The Bull Ant. Where I grew up there is a particular ant, the Bull Ant, which I remember being fascinated by as a kid. They are so animated, and seem to be ready to take on any creature regardless of its size. When I come across a lone Bull Ant hiking, I swear just as I’m about to step over it, it’s staring at me preparing for battle. ‘Ant’ is also the shortened form of my name which I've always preferred, and I like to think I embody ant-like characteristics such as strength, hard work and being a team member.  

What is your astrological sign?
Sagittarius.

Tell us one fun fact about yourself.
I am a Bonsai enthusiast. It’s a bit hard to pursue the hobby as I'm often away from home, but there is a lovely couple (Mum & Dad) to whom I have entrusted keeping them watered and fertilised. I get so excited when I see new growth on my planties and love taking my time shaping these living art forms.
                        
What do you love about Bali? 
The plant life. From the jungles, the beautiful gardens with awesome trees you find in temples; to even the interesting looking plants that sprout from the footpaths. This place is so fertile and lush compared to where I’m from, and vegetation seems to grow out of everything. I love exploring quiet, winding roads on the scooter and seeing cool trees with their huge roots grasping the road’s edge and vine-covered limbs towering above.   

What's your favorite place to eat in Ubud? 
The Elephant, with their awesome chili jam.

What are your three top travel tips? 
Get up early, don’t waste the day.
Avoid planning lots of different activities for a single day.
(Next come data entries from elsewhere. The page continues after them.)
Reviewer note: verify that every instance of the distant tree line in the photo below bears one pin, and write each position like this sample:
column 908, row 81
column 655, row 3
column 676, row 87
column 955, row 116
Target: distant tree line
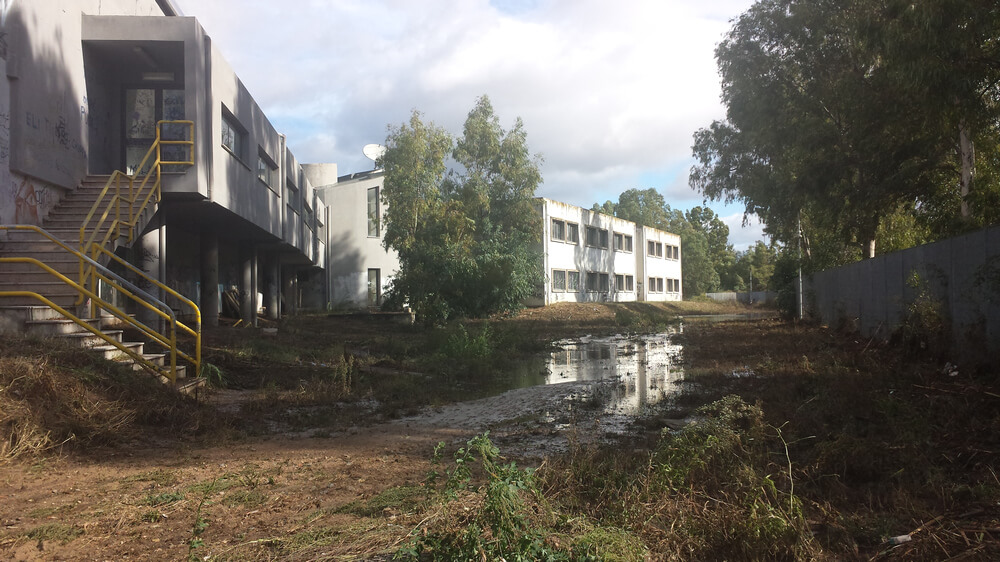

It’s hard to enjoy things when you’re looking at the clock.
Always carry water.

What book are you reading right now? 
Wuthering Heights.

Three songs on your playlist right now? 
I don’t do the digitals but the last three records I bought were Dr. Dre ‘2001’, Alicia Keys ‘Songs in A Minor’ and Al Green’s Greatest Hits; which is on green coloured vinyl!  

One thing you're really good at: 
Beatboxing.

One thing you're epically bad at: 
Winking. I’m facially uncoordinated.

What do you do for fun? 
Singing, dancing and being merry with loved ones.

What's your biggest pet peeve? 
Littering.

How did you make your first dollar? 
Child labour. I would pull a specific weed from our paddock, and Dad paid me one dollar for every wheelbarrow I filled.

What are the three qualities that got you where you are today?
Hard work, honesty, and a sense of humour. 

What's your favorite thing about being a yoga teacher?  
The people you meet. It's amazing how people from totally different walks of life can come together and beautifully share the practice of yoga.

What's your biggest challenge as a yoga teacher?  
Not spreading yourself too thin. Saving time for yourself and your own practice.

What are you working on in your own practice? 
The breath. Always working on a deeper, longer, more masterful expression of my most essential function.

What's your favorite yoga pose, and why?
Ustrasana. Give me nine full breaths in camel and I’m glowing.

What's your favorite quote?
‘Knowledge speaks, but wisdom listens’ ~Jimi Hendrix

What advice would you give to your younger self? 
Life’s simple, not easy. Find your purpose in life, and never give up.